Various names have been given to this form of teaching, and there are some distinctions among these: cooperative learning, collaborative learning, collective learning, learning communities, peer teaching, peer learning, reciprocal learning, team learning, study circles, study groups, and work groups. But all in all, there are three general types of group work: informal learning groups, formal learning groups, and study teams (adapted from Johnson, Johnson, and Smith, 1991).
Informal learning groups are ad hoc temporary clusterings of students within a single class session. Informal learning groups can be initiated, for example, by asking students to turn to a neighbor and spend two minutes discussing a question you have posed. You can also form groups of three to five to solve a problem or pose a question. You can organize informal groups at any time in a class of any size to check on students’ understanding of the material, to give students an opportunity to apply what they are learning, or to provide a change of pace.

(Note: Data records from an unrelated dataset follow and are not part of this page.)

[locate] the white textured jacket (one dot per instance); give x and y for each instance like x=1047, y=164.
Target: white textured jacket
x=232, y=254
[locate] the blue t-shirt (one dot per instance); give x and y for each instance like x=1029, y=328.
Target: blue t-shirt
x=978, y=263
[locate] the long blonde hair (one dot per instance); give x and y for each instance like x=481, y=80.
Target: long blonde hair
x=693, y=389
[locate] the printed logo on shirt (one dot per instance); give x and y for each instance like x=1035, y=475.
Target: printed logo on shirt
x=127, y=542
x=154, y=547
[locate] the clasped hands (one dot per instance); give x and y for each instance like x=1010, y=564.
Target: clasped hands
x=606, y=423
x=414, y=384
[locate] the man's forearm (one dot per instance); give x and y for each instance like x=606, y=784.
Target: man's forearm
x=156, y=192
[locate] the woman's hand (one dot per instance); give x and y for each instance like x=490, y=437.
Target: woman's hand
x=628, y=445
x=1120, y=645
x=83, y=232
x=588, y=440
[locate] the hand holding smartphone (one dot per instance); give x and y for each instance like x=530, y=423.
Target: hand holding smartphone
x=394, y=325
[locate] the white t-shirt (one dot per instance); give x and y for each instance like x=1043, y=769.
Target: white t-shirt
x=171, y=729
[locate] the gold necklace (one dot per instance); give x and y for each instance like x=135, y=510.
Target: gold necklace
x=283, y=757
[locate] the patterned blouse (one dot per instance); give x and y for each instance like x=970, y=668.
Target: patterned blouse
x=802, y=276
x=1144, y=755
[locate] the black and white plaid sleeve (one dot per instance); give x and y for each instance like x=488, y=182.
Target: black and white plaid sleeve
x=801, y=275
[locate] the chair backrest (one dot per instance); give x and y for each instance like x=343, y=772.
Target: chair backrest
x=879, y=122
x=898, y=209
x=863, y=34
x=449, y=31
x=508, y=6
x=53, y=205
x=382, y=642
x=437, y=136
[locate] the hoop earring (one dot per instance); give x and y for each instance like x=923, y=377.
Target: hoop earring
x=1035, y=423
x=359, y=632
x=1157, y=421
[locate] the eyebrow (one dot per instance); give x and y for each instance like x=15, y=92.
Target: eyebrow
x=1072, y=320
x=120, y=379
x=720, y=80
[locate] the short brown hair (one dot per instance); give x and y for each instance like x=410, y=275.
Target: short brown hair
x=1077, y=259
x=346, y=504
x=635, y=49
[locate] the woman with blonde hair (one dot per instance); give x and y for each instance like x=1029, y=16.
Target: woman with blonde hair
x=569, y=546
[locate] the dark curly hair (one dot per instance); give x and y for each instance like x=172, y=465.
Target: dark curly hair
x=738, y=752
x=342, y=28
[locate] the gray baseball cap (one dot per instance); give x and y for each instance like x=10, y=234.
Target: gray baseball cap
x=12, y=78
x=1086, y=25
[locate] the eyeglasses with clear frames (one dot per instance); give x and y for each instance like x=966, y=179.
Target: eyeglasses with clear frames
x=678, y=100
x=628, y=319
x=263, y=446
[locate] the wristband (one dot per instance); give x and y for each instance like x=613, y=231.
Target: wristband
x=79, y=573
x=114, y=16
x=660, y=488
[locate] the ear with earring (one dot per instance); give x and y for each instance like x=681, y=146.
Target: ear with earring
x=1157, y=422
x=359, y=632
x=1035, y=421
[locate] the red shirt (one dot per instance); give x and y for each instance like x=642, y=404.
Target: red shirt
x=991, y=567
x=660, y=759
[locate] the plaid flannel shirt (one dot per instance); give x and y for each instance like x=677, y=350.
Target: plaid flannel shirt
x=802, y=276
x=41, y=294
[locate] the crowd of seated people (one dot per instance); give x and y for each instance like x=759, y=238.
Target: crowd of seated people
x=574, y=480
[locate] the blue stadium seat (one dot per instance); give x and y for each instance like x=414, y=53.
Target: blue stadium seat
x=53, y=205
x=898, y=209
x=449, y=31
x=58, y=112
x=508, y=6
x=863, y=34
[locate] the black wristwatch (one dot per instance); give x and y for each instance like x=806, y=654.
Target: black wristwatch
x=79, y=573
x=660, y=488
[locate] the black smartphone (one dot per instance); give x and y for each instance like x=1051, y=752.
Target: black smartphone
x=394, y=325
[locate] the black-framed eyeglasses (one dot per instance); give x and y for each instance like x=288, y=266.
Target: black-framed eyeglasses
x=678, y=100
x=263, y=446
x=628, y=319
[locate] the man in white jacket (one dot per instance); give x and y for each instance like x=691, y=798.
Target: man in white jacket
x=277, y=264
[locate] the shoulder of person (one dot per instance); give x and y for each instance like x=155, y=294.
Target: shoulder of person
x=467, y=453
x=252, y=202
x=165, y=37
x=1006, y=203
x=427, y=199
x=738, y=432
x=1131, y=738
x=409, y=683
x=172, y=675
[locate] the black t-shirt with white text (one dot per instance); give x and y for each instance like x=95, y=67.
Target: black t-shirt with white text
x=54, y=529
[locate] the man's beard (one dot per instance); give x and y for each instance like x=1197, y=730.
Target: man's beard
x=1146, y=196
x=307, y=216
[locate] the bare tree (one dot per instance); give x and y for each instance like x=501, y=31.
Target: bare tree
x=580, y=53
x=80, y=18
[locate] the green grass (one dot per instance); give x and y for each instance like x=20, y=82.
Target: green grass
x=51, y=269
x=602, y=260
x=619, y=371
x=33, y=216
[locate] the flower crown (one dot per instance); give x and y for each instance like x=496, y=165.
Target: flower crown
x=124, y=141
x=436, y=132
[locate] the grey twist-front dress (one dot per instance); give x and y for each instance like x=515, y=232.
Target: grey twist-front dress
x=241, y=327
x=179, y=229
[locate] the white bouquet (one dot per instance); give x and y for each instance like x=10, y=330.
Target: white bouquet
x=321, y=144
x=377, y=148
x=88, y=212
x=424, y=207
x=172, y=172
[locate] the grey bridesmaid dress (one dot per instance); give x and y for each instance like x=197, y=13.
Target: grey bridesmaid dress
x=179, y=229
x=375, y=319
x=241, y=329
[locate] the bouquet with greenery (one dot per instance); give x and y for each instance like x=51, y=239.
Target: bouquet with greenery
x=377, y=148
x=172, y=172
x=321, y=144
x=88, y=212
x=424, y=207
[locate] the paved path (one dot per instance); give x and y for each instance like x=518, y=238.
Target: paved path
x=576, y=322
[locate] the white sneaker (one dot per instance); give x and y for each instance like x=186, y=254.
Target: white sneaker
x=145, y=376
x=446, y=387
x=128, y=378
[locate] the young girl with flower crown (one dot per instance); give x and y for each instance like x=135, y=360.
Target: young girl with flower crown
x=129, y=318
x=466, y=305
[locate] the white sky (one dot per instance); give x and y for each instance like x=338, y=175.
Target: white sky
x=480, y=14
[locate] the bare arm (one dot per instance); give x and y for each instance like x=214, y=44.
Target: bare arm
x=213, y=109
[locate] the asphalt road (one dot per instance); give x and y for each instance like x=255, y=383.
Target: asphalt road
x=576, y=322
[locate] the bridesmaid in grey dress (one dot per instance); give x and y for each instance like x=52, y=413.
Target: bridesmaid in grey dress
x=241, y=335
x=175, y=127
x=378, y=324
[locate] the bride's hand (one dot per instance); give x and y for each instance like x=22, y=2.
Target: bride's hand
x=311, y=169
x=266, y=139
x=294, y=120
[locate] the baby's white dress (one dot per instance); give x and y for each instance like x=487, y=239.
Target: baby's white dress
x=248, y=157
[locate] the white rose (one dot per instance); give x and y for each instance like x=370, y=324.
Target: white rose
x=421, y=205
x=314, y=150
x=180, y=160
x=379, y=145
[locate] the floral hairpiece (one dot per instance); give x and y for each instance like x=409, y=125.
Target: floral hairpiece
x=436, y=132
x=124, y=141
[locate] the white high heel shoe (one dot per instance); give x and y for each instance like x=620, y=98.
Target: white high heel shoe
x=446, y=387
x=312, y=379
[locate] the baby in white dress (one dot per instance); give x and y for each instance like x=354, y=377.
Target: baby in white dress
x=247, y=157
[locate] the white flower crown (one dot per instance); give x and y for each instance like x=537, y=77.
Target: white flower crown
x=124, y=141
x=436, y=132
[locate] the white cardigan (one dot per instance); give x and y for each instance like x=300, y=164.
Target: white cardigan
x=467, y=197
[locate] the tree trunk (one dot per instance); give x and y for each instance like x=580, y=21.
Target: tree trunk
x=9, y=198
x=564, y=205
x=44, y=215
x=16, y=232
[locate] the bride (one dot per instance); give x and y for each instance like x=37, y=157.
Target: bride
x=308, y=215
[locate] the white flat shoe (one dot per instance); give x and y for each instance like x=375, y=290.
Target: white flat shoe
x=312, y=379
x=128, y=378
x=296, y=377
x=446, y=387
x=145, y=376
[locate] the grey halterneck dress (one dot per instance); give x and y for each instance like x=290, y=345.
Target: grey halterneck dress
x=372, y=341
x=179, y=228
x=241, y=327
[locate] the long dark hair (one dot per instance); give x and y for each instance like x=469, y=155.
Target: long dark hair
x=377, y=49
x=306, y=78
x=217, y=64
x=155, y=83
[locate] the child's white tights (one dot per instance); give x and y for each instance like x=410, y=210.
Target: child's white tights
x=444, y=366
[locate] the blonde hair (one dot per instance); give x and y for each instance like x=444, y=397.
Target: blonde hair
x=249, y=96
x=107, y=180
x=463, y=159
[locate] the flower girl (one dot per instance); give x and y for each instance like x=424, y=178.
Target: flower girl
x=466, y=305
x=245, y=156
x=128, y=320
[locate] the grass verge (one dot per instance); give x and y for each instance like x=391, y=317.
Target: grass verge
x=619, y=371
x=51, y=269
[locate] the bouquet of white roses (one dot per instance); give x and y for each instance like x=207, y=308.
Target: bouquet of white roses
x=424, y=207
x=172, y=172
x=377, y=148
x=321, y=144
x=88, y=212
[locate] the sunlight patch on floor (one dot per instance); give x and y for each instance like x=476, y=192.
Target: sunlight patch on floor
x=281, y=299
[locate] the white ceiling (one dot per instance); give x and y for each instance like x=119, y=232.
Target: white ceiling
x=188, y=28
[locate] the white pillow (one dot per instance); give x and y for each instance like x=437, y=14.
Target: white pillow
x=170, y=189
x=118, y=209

Formal learning groups are teams established to complete a specific task, such as perform a lab experiment, write a report, carry out a project, or prepare a position paper. These groups may complete their work in a single class session or over several weeks. Typically, students work together until the task is finished, and their project is graded.
Study teams are long-term groups (usually existing over the course of a semester) with stable membership whose primary responsibility is to provide members with support, encouragement, and assistance in completing course requirements and assignments. Study teams also inform their members about lectures and assignments when someone has missed a session. The larger the class and the more complex the subject matter, the more valuable study teams can be.